At a glance.
- Sandworm renews ransomware activity against Ukrainian targets.
- Russian cyber-reconnaissance at a Netherlands LNG terminal.
- European Parliament sustains brief DDoS attack.
- Internet service in Ukraine and Moldova interrupted by strikes against Ukraine's power grid.
- Iran's Fars news agency reports cyberattack.
- Top password list looks sadly familiar.
Sandworm renews ransomware activity against Ukrainian targets.

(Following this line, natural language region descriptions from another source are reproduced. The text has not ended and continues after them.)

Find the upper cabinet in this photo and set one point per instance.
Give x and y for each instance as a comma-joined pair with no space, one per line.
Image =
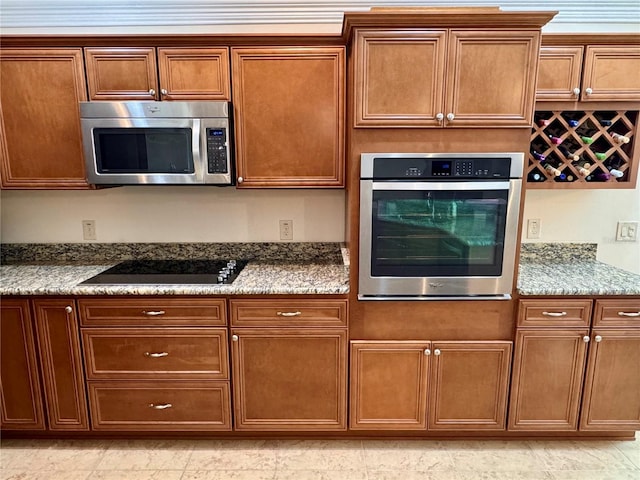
132,73
41,143
589,73
289,116
444,77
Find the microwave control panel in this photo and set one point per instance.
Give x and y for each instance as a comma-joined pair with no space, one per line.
217,156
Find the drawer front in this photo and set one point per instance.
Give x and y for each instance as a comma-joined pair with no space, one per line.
617,313
285,313
549,313
160,406
142,312
166,353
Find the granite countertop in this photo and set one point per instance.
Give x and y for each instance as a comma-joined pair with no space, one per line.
571,269
291,269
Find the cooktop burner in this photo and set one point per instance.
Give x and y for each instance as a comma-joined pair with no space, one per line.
166,272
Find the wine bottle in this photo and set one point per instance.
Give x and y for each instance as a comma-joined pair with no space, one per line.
549,167
620,138
567,154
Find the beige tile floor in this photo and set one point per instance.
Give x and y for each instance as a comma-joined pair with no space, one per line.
318,460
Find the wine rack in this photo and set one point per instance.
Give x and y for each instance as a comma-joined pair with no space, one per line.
582,149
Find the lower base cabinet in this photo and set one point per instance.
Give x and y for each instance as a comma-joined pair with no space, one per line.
289,378
435,385
160,405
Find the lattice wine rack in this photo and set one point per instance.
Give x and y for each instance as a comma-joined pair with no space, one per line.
582,149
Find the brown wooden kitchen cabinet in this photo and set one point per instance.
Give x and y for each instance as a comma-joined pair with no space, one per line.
612,386
165,359
291,377
118,73
20,390
40,138
401,79
418,385
58,341
589,73
289,114
549,366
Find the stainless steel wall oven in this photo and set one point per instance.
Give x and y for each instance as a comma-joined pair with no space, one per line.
438,226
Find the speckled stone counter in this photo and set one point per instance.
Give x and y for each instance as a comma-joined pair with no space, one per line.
571,269
294,270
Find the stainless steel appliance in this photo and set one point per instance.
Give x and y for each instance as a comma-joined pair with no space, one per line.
157,142
438,226
166,272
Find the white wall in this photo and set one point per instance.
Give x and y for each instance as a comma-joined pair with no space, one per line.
172,214
587,216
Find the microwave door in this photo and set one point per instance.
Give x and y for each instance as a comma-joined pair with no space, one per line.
142,151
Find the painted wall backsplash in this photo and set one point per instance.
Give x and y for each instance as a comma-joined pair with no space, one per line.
587,216
172,214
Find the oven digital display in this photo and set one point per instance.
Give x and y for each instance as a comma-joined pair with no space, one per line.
441,168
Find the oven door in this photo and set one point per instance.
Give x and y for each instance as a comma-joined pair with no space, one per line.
142,151
438,239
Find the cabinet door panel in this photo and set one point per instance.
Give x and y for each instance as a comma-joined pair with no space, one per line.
289,106
289,379
389,385
490,80
548,369
41,139
194,73
469,385
613,73
559,73
122,73
612,387
21,399
59,349
399,77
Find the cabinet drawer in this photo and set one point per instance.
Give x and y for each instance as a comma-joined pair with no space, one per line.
142,312
547,313
617,313
282,313
168,353
160,406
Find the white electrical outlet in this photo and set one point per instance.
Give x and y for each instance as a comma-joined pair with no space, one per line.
89,230
627,232
286,229
533,228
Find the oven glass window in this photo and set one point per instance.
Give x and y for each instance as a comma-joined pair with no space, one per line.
143,150
438,233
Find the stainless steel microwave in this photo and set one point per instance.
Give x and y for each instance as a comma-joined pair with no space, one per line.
171,143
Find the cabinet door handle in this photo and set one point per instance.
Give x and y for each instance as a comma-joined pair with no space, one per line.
156,355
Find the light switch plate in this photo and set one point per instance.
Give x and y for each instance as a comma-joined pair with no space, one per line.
627,232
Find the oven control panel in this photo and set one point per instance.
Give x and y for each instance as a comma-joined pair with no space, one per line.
438,168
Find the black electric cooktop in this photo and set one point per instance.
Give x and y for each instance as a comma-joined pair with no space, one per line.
168,272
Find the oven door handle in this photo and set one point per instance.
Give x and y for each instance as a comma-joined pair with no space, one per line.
437,185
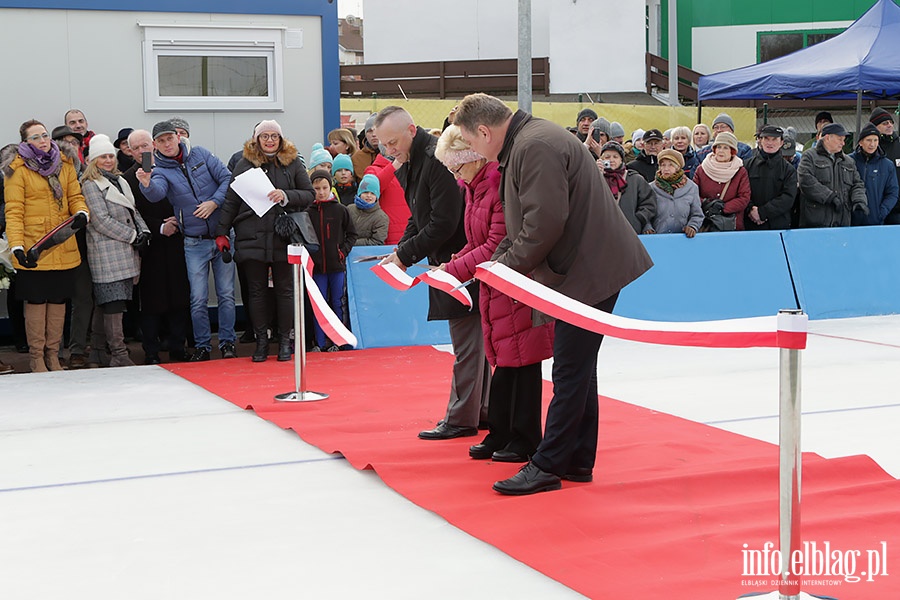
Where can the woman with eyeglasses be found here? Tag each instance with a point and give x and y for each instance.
(257, 248)
(41, 191)
(513, 345)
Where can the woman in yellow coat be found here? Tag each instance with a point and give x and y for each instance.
(41, 192)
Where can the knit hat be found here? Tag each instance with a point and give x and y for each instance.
(319, 156)
(726, 139)
(585, 112)
(163, 127)
(341, 161)
(879, 115)
(370, 122)
(64, 130)
(123, 135)
(724, 118)
(789, 147)
(770, 131)
(321, 174)
(100, 145)
(671, 154)
(868, 130)
(824, 116)
(616, 130)
(616, 147)
(267, 127)
(652, 134)
(601, 124)
(369, 183)
(180, 123)
(836, 129)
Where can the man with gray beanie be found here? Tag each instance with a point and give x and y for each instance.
(195, 181)
(586, 116)
(723, 123)
(889, 143)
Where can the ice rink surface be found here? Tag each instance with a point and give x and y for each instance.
(133, 483)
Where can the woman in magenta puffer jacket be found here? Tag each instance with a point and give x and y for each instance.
(514, 346)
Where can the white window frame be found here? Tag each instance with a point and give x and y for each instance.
(213, 40)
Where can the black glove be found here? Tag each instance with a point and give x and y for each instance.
(23, 259)
(142, 240)
(80, 221)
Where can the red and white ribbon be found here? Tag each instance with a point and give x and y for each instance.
(783, 331)
(400, 280)
(333, 327)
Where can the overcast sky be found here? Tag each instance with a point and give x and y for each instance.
(350, 7)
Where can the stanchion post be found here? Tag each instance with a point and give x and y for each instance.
(789, 467)
(300, 393)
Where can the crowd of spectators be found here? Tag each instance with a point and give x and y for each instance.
(164, 229)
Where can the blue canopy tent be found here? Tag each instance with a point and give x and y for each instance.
(859, 63)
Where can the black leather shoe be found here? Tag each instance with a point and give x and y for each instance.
(200, 355)
(285, 348)
(529, 480)
(579, 474)
(445, 431)
(508, 456)
(481, 451)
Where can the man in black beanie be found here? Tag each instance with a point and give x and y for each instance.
(583, 122)
(890, 144)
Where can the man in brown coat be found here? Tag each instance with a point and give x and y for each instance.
(564, 228)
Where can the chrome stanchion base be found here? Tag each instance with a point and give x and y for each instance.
(300, 397)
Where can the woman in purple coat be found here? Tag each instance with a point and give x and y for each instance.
(514, 346)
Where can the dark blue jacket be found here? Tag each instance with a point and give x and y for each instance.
(880, 177)
(201, 177)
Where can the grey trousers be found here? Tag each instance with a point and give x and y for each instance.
(82, 306)
(471, 374)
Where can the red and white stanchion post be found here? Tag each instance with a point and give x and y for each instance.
(300, 393)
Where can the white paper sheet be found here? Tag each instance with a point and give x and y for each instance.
(253, 187)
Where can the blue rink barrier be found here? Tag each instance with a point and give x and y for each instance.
(846, 272)
(709, 277)
(843, 272)
(381, 316)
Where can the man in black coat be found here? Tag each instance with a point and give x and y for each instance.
(889, 142)
(773, 183)
(646, 163)
(435, 231)
(164, 290)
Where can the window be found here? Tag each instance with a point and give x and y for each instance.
(212, 68)
(775, 44)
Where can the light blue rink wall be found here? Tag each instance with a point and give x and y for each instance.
(846, 272)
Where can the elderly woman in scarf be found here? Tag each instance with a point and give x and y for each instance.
(723, 182)
(115, 234)
(514, 346)
(42, 191)
(677, 197)
(636, 200)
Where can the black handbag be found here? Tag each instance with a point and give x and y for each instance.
(297, 228)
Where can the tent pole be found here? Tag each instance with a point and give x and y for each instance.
(858, 113)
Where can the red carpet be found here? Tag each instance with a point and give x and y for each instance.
(669, 512)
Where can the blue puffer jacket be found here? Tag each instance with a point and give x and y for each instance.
(880, 177)
(201, 177)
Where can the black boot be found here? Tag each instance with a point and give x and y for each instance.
(261, 353)
(285, 347)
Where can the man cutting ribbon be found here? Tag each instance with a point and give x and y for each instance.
(564, 228)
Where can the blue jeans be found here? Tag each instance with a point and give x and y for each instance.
(199, 255)
(332, 287)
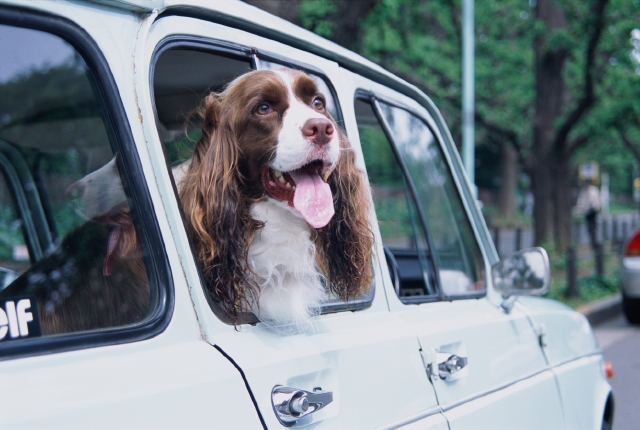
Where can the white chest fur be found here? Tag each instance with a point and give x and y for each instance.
(283, 259)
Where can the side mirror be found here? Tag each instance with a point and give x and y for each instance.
(523, 273)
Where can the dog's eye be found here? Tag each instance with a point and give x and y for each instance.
(263, 109)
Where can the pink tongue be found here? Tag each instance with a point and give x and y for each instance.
(312, 198)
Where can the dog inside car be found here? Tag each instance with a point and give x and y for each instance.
(274, 205)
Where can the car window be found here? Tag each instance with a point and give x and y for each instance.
(403, 233)
(412, 167)
(70, 258)
(182, 78)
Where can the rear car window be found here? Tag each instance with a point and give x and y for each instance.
(70, 258)
(429, 243)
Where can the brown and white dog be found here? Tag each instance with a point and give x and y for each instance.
(274, 205)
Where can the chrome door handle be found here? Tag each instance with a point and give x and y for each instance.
(448, 364)
(291, 404)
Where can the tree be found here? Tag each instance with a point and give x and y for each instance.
(543, 79)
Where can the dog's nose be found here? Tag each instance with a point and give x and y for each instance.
(318, 130)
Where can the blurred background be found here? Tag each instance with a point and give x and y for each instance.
(557, 109)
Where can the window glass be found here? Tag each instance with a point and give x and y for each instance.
(403, 234)
(457, 255)
(70, 259)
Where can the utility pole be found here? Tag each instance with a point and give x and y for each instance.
(468, 140)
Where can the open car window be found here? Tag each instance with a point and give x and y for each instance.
(182, 77)
(70, 258)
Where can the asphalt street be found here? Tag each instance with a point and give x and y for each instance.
(620, 343)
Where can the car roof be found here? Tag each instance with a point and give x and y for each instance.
(240, 15)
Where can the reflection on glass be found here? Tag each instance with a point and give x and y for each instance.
(457, 254)
(398, 217)
(75, 267)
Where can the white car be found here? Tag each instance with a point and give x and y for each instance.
(445, 338)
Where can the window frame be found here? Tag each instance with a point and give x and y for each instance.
(374, 98)
(234, 50)
(134, 182)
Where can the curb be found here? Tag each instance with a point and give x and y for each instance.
(602, 310)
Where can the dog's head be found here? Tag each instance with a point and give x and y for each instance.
(269, 135)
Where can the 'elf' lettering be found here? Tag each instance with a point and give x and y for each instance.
(15, 319)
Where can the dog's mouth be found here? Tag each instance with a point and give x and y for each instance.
(305, 189)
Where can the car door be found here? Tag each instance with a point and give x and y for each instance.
(364, 355)
(61, 118)
(485, 365)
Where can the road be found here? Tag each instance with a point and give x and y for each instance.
(620, 344)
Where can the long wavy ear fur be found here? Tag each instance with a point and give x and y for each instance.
(346, 243)
(218, 211)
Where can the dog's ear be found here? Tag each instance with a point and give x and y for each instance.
(346, 243)
(218, 210)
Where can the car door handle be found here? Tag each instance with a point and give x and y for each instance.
(291, 404)
(448, 364)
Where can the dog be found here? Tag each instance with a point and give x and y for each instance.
(274, 205)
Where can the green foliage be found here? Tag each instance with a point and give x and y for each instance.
(314, 14)
(181, 149)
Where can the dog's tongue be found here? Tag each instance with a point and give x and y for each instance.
(312, 197)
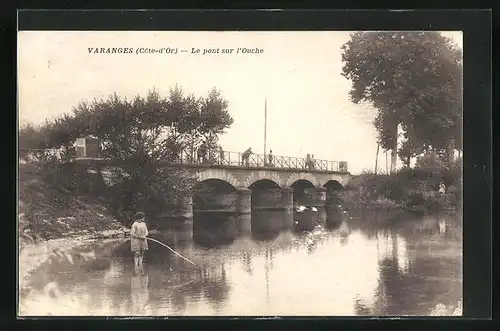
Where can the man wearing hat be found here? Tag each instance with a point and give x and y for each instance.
(138, 242)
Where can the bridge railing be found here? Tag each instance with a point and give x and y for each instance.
(236, 159)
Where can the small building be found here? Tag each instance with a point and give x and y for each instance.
(88, 147)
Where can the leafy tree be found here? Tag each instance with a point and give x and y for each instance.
(413, 79)
(144, 134)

Over the weekend ESET observed surging use of a ransomware variant the company calls "RansomBoggs" against targets in Ukraine. The malware is written in .NET and is being tracked as a new strain, but ESET says RansomBoggs's deployment is similar to what they've observed in past Sandworm. Sandworm has been associated with Russia's GRU. The researchers tweeted, "There are similarities with previous attacks conducted by #Sandworm: a PowerShell script used to distribute the .NET ransomware from the domain controller is almost identical to the one seen last April during the #Industroyer2 attacks against the energy sector." ESET also sees similarities between RansomBoggs and Iridium, Microsoft's name for the GRU operation the company detected in "Prestige" ransomware attacks against Polish and Ukrainian targets in October.